## Part 02: Time-series properties of data and currency baskets

### In this section you will:


*   Read in data from the file you saved per Part 01on the web.
*   Create a pandas dataframe to add rows and columns to the data.
*   Use Seaborn to plot the data to check it has loaded correctly.

### Before you begin:

*   Make sure you have saved the file "returns.pkl" to your directory 


### Import necessary libraries and open saved pickle file

In [None]:
import cloudpickle as cp
import numpy as np, pandas as pd
from datetime import datetime, timedelta
import pickle
import urllib.request, urllib.parse, urllib.error
import matplotlib.pyplot as plt
import seaborn as sns
%matplotlib inline
from pandas.plotting import autocorrelation_plot
from statsmodels.graphics.tsaplots import plot_acf, plot_pacf

In [None]:
with open('./returns.pkl', 'rb') as f:
    returns = pickle.load(f)
    f.close()

### Data Exploration
Let's get a sense of the dataset, check for missing values and generate plots to see interactions between features.

### Step 1 - General info on dataframe and check for missing data (good practice)

In [None]:
# Get a sense of the data you're working with by running describe() and info() functions in pandas
returns.describe() # You could get the same result graphically with a boxplot for each feature - due to size fo dataset, takes longer to run, so we skip for this tutorial

In [None]:
# Checking for missing values, and extracting count if applicable
returns.info()
returns.isnull().sum() #returns count of missing value per feature(column)

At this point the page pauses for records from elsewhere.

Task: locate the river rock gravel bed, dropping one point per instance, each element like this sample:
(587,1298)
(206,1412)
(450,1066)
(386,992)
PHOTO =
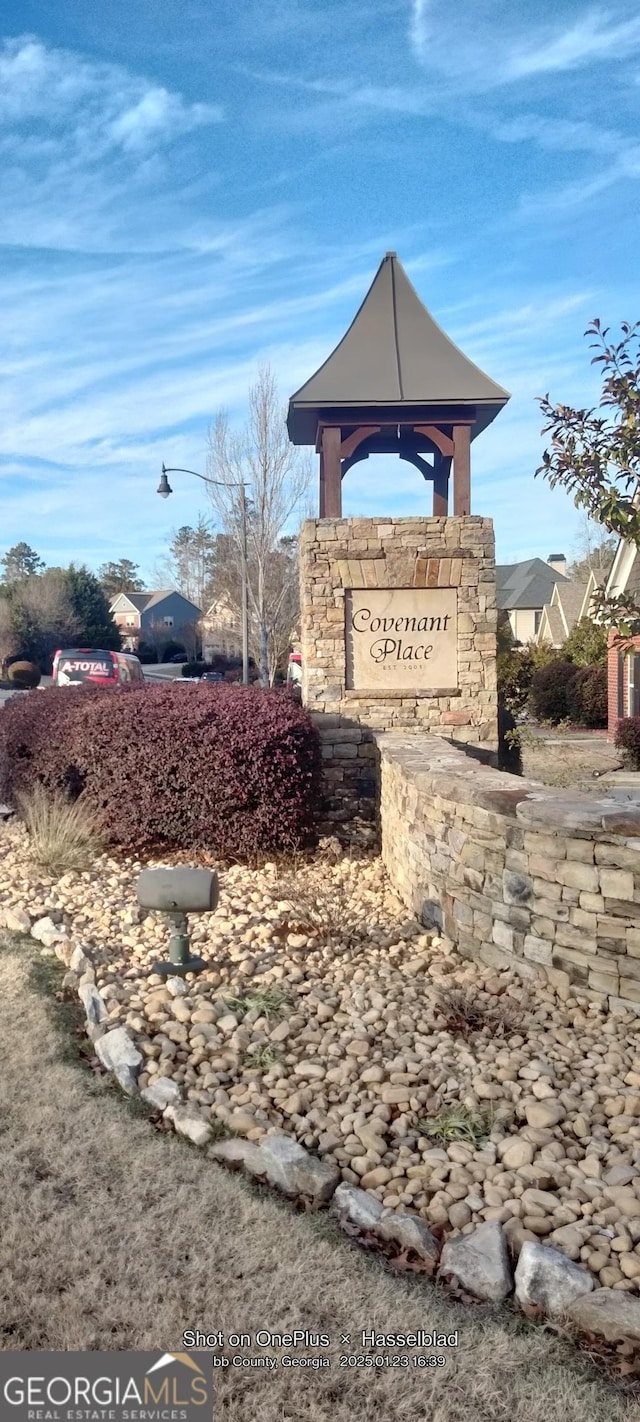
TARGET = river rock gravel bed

### Step 2 - Calculate autocorrelations with multiple lags using basic functions

#### Calculate autocorrelation(using tips from this stackoverflow post: https://stackoverflow.com/questions/26083293/calculating-autocorrelation-of-pandas-dataframe-along-each-column)

In [None]:
def df_autocorr(df, lag=1, axis=0):
    """Compute full-sample column-wise autocorrelation for a DataFrame."""
    return df.apply(lambda col: col.autocorr(lag), axis=axis)

def df_rolling_autocorr(df, window, lag=1):
    """Compute rolling column-wise autocorrelation for a DataFrame."""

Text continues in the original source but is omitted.